Rischio di lungo periodo. Mentre scriviamo queste note (lunedì 21 luglio) sono ancora validi i divieti emessi l'8 luglio, segno della gravità di quanto avvento e segno che il panico sviluppatosi fra la popolazione è tutt'altro che ingiustificato. Per incidenti come quello di Tricastin non si può parlare di un pericolo immediato ma di un rischio di lungo periodo. "La popolazione corre un rischio bevendo acqua contenente uranio o facendo il bagno – ha dichiarato Stephane Lhomme, portavoce di "Sortir du nucleaire"– In questi due casi, le particelle si fissano nell'organismo. Questa contaminazione è anche più pericolosa dell'irradiazione, perché le particelle raggiungono direttamente le cellule, anche se sono poco radioattive.
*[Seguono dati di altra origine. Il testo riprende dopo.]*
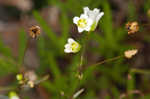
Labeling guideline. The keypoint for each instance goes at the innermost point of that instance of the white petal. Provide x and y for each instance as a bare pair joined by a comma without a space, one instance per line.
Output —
67,46
67,51
80,29
86,10
14,97
99,17
96,10
75,20
88,28
70,40
84,16
90,22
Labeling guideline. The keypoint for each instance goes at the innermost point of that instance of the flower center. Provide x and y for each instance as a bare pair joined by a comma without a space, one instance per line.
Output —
82,23
74,46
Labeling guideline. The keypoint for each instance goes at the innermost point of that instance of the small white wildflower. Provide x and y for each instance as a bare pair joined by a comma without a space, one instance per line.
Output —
88,20
130,53
83,22
72,46
13,95
95,15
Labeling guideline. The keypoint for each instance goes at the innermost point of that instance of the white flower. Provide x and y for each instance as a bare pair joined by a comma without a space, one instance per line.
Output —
88,20
13,95
83,23
72,46
95,15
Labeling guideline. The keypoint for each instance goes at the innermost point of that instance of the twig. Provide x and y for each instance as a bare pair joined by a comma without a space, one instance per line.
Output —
140,71
107,60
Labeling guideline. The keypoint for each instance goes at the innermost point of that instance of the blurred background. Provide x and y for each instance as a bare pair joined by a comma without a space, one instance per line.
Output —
45,55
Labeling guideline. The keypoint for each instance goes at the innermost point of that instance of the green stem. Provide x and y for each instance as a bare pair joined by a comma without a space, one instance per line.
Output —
140,71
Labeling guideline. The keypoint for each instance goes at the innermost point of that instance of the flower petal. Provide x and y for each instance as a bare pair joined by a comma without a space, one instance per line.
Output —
96,10
80,29
67,46
67,50
75,20
99,17
86,10
71,40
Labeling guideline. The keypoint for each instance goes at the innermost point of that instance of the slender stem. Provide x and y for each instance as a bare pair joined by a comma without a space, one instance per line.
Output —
140,71
83,51
107,60
7,88
26,48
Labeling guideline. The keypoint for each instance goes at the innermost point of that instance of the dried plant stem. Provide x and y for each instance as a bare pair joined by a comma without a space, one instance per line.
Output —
107,60
124,95
140,71
26,48
7,88
83,51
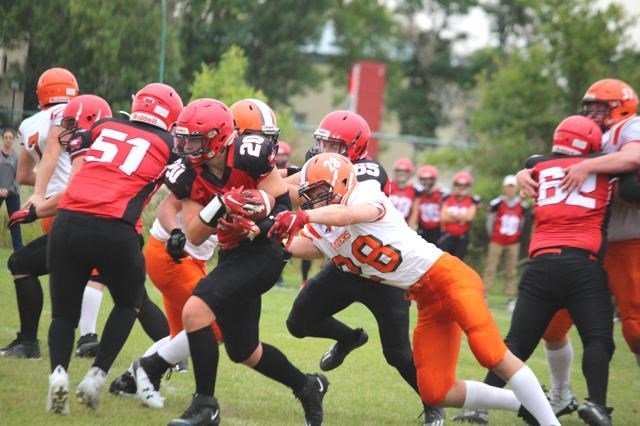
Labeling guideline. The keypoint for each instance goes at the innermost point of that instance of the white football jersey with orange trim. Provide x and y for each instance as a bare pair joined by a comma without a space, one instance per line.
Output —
624,222
385,250
202,252
32,135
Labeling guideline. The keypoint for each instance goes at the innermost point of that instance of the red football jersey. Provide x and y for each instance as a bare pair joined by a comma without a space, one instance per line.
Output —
403,198
576,219
458,206
429,205
507,226
250,158
122,168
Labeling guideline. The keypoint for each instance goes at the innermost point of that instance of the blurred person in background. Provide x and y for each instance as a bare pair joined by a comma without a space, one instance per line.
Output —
9,190
504,227
458,211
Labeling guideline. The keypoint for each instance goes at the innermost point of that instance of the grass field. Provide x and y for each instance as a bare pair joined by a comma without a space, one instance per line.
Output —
363,391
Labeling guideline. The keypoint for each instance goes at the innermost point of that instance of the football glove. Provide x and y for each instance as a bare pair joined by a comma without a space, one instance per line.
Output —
175,245
288,224
25,215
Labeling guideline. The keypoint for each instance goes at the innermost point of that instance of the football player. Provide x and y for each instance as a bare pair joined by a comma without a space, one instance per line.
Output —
426,209
334,289
355,225
613,104
209,180
123,165
402,192
38,136
565,270
456,215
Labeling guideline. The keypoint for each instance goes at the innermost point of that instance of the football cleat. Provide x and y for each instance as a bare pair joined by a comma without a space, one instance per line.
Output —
87,346
203,411
124,385
595,414
433,416
20,348
148,388
89,389
311,396
473,416
58,396
335,356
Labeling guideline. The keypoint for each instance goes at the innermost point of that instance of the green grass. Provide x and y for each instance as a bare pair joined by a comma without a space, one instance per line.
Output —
364,391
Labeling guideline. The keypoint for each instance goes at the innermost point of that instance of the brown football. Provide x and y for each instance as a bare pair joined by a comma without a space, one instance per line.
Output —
263,202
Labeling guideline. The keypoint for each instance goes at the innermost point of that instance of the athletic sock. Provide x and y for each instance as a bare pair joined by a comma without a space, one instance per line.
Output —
529,392
560,361
204,357
29,296
484,397
176,350
91,300
275,365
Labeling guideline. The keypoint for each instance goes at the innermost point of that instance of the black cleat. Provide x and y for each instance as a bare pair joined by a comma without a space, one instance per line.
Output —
87,346
124,385
433,416
21,348
595,414
203,411
335,356
473,416
311,396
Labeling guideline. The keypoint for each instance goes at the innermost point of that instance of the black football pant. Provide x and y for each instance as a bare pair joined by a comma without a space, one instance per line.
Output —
333,290
569,280
77,243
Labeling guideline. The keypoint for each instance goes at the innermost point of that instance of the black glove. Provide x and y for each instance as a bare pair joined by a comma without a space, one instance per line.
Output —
175,244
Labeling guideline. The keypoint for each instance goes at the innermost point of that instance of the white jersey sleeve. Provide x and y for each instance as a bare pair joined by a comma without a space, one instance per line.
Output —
385,250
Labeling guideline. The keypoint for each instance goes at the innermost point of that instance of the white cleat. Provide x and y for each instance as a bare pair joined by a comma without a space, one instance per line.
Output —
89,389
147,393
58,397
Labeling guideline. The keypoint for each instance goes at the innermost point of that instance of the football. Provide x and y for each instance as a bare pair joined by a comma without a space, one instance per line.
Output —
262,201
Si rischia un cancro quasi a colpo sicuro, anche se 10, 15 o 20 anni più tardi".

Un caso esemplare. Nella sua drammaticità quello che è accaduto a Tricastin sintetizza gran parte dei problemi sollevati dalla scelta nucleare:
- La militarizzazione di questa tecnologia, particolarmente acuita in Francia dove il nucleare civile è figlio diretto della "force de frappe" voluta dallo Stato francese negli anni '60 del secolo scorso. Tutto è coperto dal segreto militare in Francia ma anche in Italia visto che con diversi provvedimenti sia il governo Prodi che quello Berlusconi hanno posto gli impianti nucleari fra quelli di interesse strategico nazionale, quindi sotto rigido controllo militare;
- L'inaffidabilità di questa tecnologia. Poiché quella nucleare è tutt'altro che una energia "sicura" e poiché le conseguenze degli incidenti agli impianti atomici sono sempre gravi, il settore industriale nucleare cerca innanzitutto di negare gli incidenti e, se proprio non si riesce a tenerli segreti, a minimizzarne gli effetti. In questo l'industria nucleare gode della complicità degli organi statali che dovrebbero controllarla. La cultura nucleare è una cultura del silenzio e della menzogna.
- La mancata soluzione della questione delle scorie radioattive, anche a bassa radioattività come quelle nascoste e abbandonate nel perimetro del sito.
- L'inquinamento quotidiano provocato dagli impianti nucleari. "La polluzione nucleare è insita all'industria nucleare – scrive Yannick Rousselet di Greenpeace France – Centrali, fabbriche di ritrattamento o centri di stoccaggio: tutti questi siti emettono quotidianamente della radioattività nell'ambiente".
Non solo la tecnologia nucleare è sicuramente pericolosa ma è anche sicuramente inquinante!